Investors poured money into exchange-traded funds focused on Canadian equities last week at a rate not seen in four years.
ETFs holding primarily Canadian stocks saw net inflows of $2.5 billion (US$1.8 billion) between April 7 and 11, the most since May 2021, data compiled by Bloomberg show. The surge comes after U.S. President Donald Trump’s April 2 announcement of so-called reciprocal tariffs on 185 countries and territories.
Canada was spared those tariffs, but is subject to levies on autos, steel, aluminum and products that don’t comply with the North American trade deal.
Canadian investors, who tend to be overweight U.S. stocks, want to reduce those holdings amid market uncertainty and the trade spat, Bloomberg Intelligence ETF analyst Athanasios Psarofagis said. He attributed the interest in domestic equities to a blend of patriotism and dip-buying.
“Canadian investors are just annoyed with the U.S. They’re like, ‘Forget that. I’m not buying U.S. with what’s happening now; I’d rather just buy Canadian stocks,‘” Psarofagis said. The sentiment is the latest evidence of a “Buy Canada” movement, where Canadians have sought domestic options for everything from produce to pension investments.

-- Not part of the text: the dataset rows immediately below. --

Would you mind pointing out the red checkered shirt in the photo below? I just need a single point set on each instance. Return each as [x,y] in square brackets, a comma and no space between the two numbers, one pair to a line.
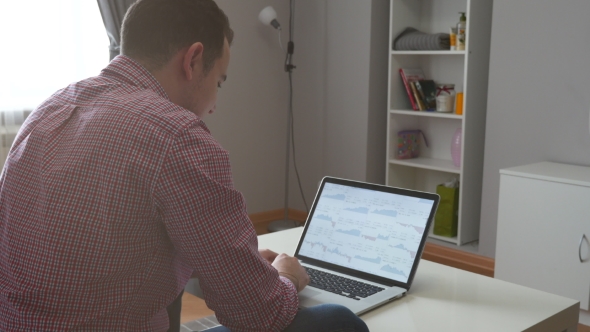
[111,198]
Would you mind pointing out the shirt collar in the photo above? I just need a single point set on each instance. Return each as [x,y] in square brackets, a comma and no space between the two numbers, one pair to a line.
[125,69]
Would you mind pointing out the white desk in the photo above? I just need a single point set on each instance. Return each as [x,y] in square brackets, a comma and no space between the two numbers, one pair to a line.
[443,298]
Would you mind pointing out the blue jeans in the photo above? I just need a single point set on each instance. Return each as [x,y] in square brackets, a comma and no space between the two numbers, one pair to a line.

Philip Petursson, chief investment strategist at Winnipeg, Manitoba-based IG Wealth Management, has also seen backlash against U.S. holdings.
“There are many clients that are saying, ‘I want to sell all my U.S. positions’ because they don’t like what’s going on and they don’t want to be associated with it,” he said. “We’re advising against that, but clients are starting to see the opportunities elsewhere around the world, and it’s not that the U.S. is the only game in town.”
The week of April 7 “saw some of the most active days ever in the ETF space,” Derek Benedet, a portfolio manager at Purpose Investments, wrote in a note. The three highest days of ETF trading volume in Canada occurred during that period, according to his calculations.
Net inflows for U.S.-focused equity ETFs were also up that week, but it was only the third-highest weekly flow this year, according to data compiled by Bloomberg.
Bloomberg Intelligence expects faster earnings growth among S&P/TSX firms than S&P 500 companies in 2025, and Canadian equities have lower multiples than their U.S. counterparts. Interest rates are lower in Canada than the U.S., meaning the tariff-driven downturn in equity markets made Canadian stocks especially well-positioned to steal flows from bond and cash funds.
The world’s first ETF launched in Canada in 1990, and the vehicles are “really embedded deep” in local investing culture, Psarofagis said. After Trump’s many tariff announcements targeting the country, “I think it’s not really a coincidence that you’re seeing a record on flows in Canadian exposures.”